Of nagging, we will say nothing, if we are sensible. But by beauty, I mean something quite specific: I mean the cosmetic. We normally associate the word “cosmetic” with the superficial and the trivial, with mere appearances, but this would be to mistake the whole thing. For to understand the cosmetic, we need to look at its root word, cosmos. This word we often take to mean “everything” or “the universe,” but that is not correct. What the term meant to the Greeks was not “everything” but the harmonious composition of parts that produced a coherent and beautiful whole. This starts with the universe itself, in which everything is seen in its proper place, in its proper relationship to everything else, and therefore forms a beautiful whole. This cosmic beauty then extends down through each microcosm, each little part of the whole which displays its own order and beauty, and then right down to the little cosmos of a woman’s face. The need a woman has to order the world through beauty begins with the need to order her face.
From this habit of ordering herself (a habit which extends to women across all times and cultures) women move out to order the family. They take what resources they have, what gifts their men bring, what talents their children display, in what circumstances they find themselves, and try to compose all of these elements into an orderly whole. The habit of making up one’s face is practice for the task of making up the world.

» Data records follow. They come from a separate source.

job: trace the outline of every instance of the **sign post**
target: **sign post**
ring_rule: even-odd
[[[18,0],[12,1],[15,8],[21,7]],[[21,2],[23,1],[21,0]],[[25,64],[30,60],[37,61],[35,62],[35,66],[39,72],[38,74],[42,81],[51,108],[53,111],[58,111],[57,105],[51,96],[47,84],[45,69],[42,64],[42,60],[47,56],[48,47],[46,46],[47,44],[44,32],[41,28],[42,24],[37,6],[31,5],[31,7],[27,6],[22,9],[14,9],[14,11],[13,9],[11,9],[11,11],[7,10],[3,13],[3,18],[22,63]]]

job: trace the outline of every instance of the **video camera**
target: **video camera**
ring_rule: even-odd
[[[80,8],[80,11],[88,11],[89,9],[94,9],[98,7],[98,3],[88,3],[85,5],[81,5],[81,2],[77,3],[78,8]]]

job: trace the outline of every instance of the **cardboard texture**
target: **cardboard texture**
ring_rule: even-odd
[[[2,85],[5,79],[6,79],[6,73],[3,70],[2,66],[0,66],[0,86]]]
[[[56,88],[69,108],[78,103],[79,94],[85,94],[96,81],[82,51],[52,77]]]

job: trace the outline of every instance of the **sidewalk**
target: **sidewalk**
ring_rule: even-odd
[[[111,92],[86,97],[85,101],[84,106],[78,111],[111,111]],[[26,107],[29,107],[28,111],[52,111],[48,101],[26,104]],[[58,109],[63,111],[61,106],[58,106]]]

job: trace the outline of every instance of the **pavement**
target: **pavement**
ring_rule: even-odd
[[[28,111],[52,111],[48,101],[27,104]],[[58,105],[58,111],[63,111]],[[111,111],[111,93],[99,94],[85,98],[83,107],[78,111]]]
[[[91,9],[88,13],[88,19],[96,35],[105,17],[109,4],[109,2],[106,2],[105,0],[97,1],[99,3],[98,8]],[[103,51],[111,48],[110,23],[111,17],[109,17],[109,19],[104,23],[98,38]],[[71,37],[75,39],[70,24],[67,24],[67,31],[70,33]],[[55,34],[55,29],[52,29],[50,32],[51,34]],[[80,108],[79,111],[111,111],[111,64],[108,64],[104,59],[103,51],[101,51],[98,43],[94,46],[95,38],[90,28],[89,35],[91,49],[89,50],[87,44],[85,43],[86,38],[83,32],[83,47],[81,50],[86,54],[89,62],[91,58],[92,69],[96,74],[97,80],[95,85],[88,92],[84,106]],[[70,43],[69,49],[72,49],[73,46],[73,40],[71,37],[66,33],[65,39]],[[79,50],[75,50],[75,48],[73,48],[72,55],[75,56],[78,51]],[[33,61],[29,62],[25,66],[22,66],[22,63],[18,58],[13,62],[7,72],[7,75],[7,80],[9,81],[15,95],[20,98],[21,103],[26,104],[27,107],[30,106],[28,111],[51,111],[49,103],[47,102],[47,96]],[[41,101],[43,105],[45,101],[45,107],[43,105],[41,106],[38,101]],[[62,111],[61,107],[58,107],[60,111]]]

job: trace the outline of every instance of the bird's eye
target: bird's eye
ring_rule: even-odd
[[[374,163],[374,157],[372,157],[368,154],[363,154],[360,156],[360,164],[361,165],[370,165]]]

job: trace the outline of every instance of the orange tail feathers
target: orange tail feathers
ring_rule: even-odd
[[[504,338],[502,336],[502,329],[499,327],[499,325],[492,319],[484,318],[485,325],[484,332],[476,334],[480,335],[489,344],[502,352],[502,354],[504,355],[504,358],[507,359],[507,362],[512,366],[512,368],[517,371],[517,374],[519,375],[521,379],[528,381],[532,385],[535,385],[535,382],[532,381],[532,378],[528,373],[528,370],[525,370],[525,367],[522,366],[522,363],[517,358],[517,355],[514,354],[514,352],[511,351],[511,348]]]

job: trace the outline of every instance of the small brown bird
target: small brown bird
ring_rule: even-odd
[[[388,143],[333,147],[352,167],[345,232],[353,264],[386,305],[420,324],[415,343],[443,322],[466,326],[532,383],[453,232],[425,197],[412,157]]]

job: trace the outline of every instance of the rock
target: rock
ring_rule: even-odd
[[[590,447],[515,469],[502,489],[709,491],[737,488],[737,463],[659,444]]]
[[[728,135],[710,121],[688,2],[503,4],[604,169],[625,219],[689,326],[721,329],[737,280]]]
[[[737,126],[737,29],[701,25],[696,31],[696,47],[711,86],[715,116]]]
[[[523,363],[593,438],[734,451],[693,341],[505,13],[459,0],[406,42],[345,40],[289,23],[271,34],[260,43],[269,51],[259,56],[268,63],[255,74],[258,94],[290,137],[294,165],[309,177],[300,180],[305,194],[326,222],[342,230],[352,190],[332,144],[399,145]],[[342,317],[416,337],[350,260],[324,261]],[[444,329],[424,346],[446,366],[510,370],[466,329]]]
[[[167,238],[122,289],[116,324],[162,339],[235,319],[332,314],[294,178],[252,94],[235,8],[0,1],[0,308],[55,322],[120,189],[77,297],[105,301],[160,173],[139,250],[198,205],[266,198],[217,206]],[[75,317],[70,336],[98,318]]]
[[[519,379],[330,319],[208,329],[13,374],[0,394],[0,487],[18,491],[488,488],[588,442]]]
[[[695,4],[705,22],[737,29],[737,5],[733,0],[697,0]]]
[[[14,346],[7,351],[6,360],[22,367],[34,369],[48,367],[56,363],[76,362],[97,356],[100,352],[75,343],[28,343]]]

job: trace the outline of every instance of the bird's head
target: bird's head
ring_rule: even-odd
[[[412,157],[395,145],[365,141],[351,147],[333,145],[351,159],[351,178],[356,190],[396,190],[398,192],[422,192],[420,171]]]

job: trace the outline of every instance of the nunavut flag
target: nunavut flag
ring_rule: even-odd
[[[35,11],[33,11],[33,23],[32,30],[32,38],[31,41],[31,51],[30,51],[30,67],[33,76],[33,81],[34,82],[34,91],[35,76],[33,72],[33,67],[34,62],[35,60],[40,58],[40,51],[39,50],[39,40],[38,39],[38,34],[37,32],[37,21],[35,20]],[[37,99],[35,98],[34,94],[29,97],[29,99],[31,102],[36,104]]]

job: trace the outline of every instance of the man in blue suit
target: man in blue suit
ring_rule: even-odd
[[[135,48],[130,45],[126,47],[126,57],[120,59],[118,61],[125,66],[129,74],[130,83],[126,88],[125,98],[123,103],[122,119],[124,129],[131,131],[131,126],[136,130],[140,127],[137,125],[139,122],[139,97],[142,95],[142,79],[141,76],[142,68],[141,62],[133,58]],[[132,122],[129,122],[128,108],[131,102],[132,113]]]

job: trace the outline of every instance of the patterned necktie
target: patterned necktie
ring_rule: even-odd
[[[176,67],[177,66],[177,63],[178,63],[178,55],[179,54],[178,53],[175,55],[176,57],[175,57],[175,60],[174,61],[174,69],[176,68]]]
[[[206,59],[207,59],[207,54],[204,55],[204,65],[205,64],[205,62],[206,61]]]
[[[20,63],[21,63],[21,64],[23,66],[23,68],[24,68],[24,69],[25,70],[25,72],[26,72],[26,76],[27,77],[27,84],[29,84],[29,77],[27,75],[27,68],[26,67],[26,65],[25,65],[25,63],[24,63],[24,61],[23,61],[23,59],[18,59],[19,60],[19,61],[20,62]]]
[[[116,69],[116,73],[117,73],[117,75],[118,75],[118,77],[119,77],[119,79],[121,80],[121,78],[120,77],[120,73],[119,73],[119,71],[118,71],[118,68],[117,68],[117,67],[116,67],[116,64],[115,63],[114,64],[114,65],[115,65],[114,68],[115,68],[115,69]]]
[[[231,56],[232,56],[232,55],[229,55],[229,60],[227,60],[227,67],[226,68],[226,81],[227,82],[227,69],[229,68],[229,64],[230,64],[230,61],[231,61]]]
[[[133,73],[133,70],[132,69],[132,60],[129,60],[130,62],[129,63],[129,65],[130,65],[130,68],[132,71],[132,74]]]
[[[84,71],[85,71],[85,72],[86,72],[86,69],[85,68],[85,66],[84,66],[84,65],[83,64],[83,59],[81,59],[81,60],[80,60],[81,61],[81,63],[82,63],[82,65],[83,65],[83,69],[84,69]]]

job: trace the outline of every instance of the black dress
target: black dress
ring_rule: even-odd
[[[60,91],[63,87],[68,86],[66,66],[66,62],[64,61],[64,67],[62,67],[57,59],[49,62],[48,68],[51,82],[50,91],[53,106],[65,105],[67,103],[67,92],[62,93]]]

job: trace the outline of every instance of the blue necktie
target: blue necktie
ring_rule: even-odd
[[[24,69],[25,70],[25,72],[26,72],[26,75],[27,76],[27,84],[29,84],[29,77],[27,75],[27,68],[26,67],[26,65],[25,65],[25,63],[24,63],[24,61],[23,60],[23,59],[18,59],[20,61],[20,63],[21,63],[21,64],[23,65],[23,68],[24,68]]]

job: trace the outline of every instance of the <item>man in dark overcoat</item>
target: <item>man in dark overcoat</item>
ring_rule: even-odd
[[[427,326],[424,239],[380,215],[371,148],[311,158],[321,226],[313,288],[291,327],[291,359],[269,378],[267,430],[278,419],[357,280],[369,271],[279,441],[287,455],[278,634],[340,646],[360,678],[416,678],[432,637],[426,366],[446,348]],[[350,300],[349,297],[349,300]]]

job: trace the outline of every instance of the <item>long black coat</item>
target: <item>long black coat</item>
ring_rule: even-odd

Some will object that cosmetics are cheating, but this is not so (except in the extreme cases of cosmetic surgery and the like), for cosmetics will not make a plain woman into a great beauty, but they will reveal and highlight the beauty that is the birthright of every woman. Others might object that this is about appearances only, but appearances are all we have in the world. The cathedral is nothing but appearances, and we may judge whether the architect has truly captured the reality of the Church; the painting of the saint is just a bit of cosmetics on canvas, and we must discern the reality it depicts in its appearance. The bread of the Eucharist is just an appearance.
Of course, cosmetics have become a great industry, and like all in the endless search for increase, it quickly passes from the sublime to the absurd. The purpose of this industry is no longer to make women feel beautiful, but to make them feel insecure, to make them believe that there is always one more product they must buy, one more shade of red they must try, or they will be ugly. But this is a perversion which need not concern us here.
We might say that the philosopher and the mother have the same task: to find order in the world, one through reason and the other through beauty. Nor are we allowed to privilege one approach over the other, since both are necessary. But the philosopher has this advantage: since he deals in abstract thought, his errors may lie hidden for centuries; the mother deals in the real world, and her errors become apparent all too quickly. The mistakes of the philosopher get a mild critique; the mistakes of the mother get therapy. The mother may nag because the world nags back at her.
I still do not understand what Ingrid understands; I still do not understand why, in a prison and particularly in a jungle prison, where needs multiply like rats, why the need for lipstick should vault to the top of the list. Still, I am convinced that a habit which seems so trivial (to men at least) but which is so universal must have some deeper meaning, must indeed be connected to the cosmos.